The protagonist is reported as keyboarding from a Russian cafe in Russia and is experiencing trouble:

The keyboard is Cyrillic; she keeps accidently hitting a key that toggles it back from English-emulation, and then being unable to find it again, but she manages to retrieve a message from Parkaboy.

The text then presents, in the version I have read, the message from Parkaboy. It is indented from both left and right margins and presented in different weight and face. The text then returns to the narrator's voice:

She tries to reply but hits that toggle again.

And then what I call the oddly positioned sentence appears.
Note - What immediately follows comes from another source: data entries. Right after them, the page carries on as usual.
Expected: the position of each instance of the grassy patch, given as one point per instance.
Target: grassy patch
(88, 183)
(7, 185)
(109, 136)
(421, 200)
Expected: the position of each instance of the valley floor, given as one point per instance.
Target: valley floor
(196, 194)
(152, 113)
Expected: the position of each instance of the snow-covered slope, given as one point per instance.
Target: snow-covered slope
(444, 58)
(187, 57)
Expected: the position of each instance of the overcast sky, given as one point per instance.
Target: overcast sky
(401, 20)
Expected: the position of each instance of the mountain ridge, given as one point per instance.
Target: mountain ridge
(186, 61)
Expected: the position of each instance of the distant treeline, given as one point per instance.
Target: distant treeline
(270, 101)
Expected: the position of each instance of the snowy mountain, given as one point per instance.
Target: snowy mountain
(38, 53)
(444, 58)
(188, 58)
It is typographically part of the reply it seems to introduce. This reply is in presented in the same weight and face as the message from Parkaboy. Except the indentation appears different. Only appears different: indented from the right margin, yes; indented from the left margin, yes. But because the first line of the paragraphs typographically representing the level of narrator are indented to the same position and given that the two paragraphs surrounding the reply are single sentences that do not run onto the next line, the impression is given of a block being set flush left.

Did then the protagonist describe herself in the third person? Possible, after all we are reading parts of messages without the addressing information and therefore perhaps not reading complete messages.

Typographical error?

Certainly overdetermination. The reply plays with the diectic "here" whose scope of reference seems to move as the focus of the protagonist shifts from cafe to back at the hotel in the breadth of a few short sentences. A case of metalepsis crops up in the context of determining who is where. Coincidence? With all the diectic play that "you" conjures?
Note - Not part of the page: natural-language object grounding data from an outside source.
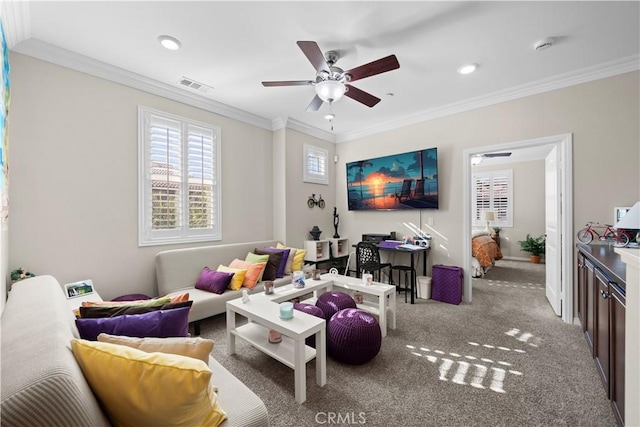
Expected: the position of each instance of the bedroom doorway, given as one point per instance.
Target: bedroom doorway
(558, 217)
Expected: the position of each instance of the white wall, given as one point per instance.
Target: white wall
(528, 205)
(74, 178)
(602, 115)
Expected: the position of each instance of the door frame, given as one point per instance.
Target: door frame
(564, 143)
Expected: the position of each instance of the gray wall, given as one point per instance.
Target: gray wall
(73, 160)
(602, 116)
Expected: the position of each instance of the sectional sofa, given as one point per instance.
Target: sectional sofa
(177, 271)
(43, 385)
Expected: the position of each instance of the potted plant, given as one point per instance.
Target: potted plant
(535, 246)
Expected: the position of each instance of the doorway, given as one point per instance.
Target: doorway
(560, 219)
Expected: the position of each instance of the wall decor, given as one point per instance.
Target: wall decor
(399, 181)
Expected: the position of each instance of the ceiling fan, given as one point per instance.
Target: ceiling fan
(331, 82)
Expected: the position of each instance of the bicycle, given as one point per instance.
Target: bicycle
(619, 238)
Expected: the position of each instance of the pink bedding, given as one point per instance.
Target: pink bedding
(485, 250)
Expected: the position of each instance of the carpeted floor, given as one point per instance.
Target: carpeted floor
(503, 360)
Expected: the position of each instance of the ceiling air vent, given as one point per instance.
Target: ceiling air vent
(190, 83)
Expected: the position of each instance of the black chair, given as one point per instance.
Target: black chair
(407, 284)
(368, 260)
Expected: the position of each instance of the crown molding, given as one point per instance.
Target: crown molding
(50, 53)
(65, 58)
(588, 74)
(16, 21)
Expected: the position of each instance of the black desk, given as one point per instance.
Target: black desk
(413, 254)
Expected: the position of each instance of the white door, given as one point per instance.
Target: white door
(552, 229)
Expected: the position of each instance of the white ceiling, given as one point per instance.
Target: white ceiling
(234, 46)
No doubt the sign of a crisis:

A rush of sheer mortality.

.:. No. A pattern. Not a toggle pattern. A triangulation. The hand of the typographer. The voice of the narrator. The gesture of the character. All in the mind of a reader rethinking pattern making.

Rethought from the angle of overdetermination. The Chapter in which the typographical finesse is to be found is called "PUPPENKOPF". Earlier in "THE DIG" [the chapter titles appear in caps and in a lighter weight than the body text -- nice typographic comment on a certain lightheadedness or puppetheadedness], the narrator describes the character as story-shifting: "Or rather she lives now in that story, her life left somewhere behind, like a room she's stepped out of. Not far away at all but she is no longer in." A toggle foretold.